The Information: A History, a Theory, a Flood
In 1937, at the precocious age of 21, an MIT graduate student named Claude Shannon had one of the most important scientific epiphanies of the century. To explain it requires some brief background. Before coming to MIT, Shannon earned two bachelors degrees at the University of Michigan: one in mathematics and one in electrical engineering. The former degree exposed him to Boolean Algebra, a somewhat obscure branch of philosophy, developed in the mid-nineteenth century by a self-taught English mathematician named George Boole. This new algebra took propositional logic, a fuzzy-edged field of rhetorical inquiry that dated back to the Stoic logicians of the 3rd century BC, and cast it into clean equations that could be mechanically-optimized using the tools of modern mathematics. Shannon’s degree in electrical engineering, by contrast, exposed him to the design of electrical circuits — an endeavor that in the 1930s still required a healthy dollop of intuition and art. Given a specification for a circuit, the engineer would tinker until he got something that worked. (Thomas Edison, for example, was particularly gifted at this type of intuitive electrical construction.) In 1937, in the brain of this 21-year-old, these two ideas came together.

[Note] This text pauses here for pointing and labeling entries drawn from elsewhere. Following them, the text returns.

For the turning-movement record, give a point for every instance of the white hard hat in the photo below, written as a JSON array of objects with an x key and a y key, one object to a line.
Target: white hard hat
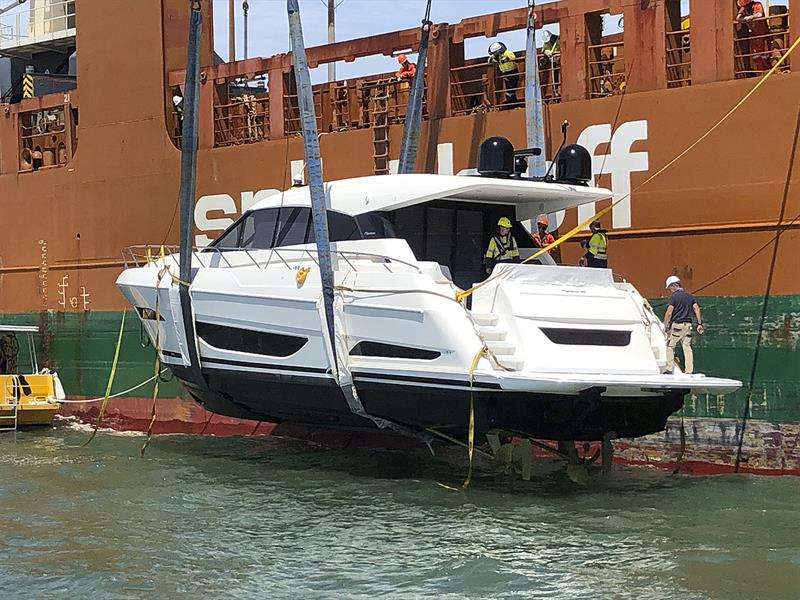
[{"x": 497, "y": 48}]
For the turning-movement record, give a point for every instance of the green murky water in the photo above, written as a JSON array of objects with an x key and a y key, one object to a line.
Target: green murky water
[{"x": 252, "y": 518}]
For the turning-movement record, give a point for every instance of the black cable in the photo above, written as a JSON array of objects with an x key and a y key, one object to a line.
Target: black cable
[
  {"x": 619, "y": 111},
  {"x": 781, "y": 228},
  {"x": 767, "y": 293}
]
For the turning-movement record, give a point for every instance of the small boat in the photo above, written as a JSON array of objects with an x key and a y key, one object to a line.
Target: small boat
[
  {"x": 33, "y": 396},
  {"x": 544, "y": 351}
]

Boolean logic, Shannon realized, could be used to transform the art of designing electrical circuits into something more formal. Instead of starting from a qualitative description of a what a circuit needed to accomplish, and then tinkering until you came up with a workable solution, you could instead capture the goal as a logic equation, and then apply algebraic rules to improve it, before finally translating your abstract symbols back into concrete wires and resistors.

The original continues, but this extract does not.